Kaum hat sich „Sabine“ hinter die Gardine zurückgezogen, da erschüttern Rücktrittsmeldungen unser anscheinend noch nicht genug gezaustes kleines Land: Die drei Ks, Klinsmann, Kramp-Karrenbauer, Kardinal Marx – sie wollen alle drei nicht mehr.
Der Münchener Erzbischof Kardinal Marx verkündet seinen Rückzug vom Vorsitz der Deutschen Bischofskonferenz (DBK). Nach außen gibt er Altersgründe an, doch letztlich dürfte ihn der Kampf mit dem Rapistenflügel um den Kölner Kardinal Woelki zermürbt haben.
Annegret Kramp-Karrenbauer wiederum verzichtet auf die Kanzlerkandidatur und mittelfristig auch auf den CDU-Vorsitz. Zeitlich verbunden wirkt der Entschluss mit ihrem Unvermögen, in der Affäre Kemmerich die Thüringer CDU zu bremsen.

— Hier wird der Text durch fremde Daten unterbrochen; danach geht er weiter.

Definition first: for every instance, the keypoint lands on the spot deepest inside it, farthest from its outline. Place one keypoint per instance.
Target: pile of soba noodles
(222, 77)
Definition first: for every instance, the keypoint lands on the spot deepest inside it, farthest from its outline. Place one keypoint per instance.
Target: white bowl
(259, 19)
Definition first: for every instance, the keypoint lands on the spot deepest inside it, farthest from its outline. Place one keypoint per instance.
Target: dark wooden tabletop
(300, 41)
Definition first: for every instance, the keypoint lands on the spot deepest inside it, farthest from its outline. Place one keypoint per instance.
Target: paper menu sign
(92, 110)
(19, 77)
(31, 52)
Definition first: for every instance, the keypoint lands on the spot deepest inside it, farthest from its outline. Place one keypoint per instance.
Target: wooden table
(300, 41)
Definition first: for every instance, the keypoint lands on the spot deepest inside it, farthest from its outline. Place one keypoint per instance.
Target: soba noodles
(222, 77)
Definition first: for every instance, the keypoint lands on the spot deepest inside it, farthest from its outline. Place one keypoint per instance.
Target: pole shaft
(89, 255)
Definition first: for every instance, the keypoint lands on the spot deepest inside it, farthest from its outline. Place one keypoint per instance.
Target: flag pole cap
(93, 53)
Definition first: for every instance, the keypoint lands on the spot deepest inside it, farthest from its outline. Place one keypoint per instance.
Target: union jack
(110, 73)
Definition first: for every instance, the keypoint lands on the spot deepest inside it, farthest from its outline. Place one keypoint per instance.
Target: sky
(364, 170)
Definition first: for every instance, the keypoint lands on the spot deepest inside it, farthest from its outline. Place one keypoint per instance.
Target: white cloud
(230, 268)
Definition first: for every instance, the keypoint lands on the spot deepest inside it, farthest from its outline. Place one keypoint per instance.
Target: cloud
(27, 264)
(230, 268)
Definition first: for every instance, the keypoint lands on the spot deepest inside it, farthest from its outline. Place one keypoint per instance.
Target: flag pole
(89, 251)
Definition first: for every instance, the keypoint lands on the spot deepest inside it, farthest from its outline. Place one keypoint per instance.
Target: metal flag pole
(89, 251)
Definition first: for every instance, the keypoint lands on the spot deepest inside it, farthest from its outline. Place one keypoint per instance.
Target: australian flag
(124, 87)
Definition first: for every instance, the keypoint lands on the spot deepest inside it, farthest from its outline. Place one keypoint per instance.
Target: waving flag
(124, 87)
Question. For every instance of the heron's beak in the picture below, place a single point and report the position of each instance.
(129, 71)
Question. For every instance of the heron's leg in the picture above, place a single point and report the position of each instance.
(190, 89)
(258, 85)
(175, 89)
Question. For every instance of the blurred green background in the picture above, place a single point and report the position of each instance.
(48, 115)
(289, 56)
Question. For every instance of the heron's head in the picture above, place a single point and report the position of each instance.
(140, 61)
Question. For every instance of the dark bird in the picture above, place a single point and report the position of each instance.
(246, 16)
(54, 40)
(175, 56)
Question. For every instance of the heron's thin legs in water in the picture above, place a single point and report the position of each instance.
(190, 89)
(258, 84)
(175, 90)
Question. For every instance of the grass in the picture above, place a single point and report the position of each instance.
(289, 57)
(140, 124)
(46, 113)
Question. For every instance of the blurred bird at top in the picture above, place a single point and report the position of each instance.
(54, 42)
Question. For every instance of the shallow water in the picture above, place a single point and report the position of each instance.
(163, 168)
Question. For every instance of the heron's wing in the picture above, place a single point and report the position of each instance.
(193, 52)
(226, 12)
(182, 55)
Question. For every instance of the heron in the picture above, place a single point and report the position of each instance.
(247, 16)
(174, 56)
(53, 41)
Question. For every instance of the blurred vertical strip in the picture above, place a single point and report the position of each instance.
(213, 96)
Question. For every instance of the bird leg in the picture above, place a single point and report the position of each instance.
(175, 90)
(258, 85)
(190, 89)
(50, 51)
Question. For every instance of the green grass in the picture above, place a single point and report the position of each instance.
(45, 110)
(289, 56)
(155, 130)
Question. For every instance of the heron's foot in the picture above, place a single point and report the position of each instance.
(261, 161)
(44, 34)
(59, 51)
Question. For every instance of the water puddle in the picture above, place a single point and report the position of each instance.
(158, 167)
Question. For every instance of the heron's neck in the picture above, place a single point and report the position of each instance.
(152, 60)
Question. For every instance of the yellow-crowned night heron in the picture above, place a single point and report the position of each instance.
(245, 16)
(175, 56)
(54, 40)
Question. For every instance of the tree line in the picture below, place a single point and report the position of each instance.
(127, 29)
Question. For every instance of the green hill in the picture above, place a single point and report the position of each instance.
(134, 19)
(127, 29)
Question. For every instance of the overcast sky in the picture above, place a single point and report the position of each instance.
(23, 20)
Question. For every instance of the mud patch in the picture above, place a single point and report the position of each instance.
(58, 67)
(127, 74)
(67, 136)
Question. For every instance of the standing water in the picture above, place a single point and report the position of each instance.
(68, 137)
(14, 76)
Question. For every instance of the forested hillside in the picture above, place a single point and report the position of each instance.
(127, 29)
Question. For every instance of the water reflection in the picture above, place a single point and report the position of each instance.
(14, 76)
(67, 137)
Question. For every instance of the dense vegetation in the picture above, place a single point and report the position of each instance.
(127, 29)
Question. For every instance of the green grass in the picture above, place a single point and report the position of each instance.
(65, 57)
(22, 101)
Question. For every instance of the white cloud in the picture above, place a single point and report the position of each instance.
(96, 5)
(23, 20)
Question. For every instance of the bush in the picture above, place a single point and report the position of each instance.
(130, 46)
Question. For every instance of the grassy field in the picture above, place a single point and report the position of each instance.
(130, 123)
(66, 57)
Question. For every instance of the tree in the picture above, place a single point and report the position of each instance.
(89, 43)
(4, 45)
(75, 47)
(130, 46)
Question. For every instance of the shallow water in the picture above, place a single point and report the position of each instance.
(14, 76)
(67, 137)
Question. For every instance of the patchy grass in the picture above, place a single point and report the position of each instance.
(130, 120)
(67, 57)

Deren Fraktionsvorsitzender Mike Mohring hat die offizielle Linie und damit auch seine Vorsitzende verraten. Allerdings ist es derart untypisch für diese Partei, dass ihre Leute die Verantwortung dafür übernehmen, was unter ihnen, geschweige denn über, neben oder auch nur in ihnen vorgeht, dass man automatisch nach den echten Gründen weiterforschen will.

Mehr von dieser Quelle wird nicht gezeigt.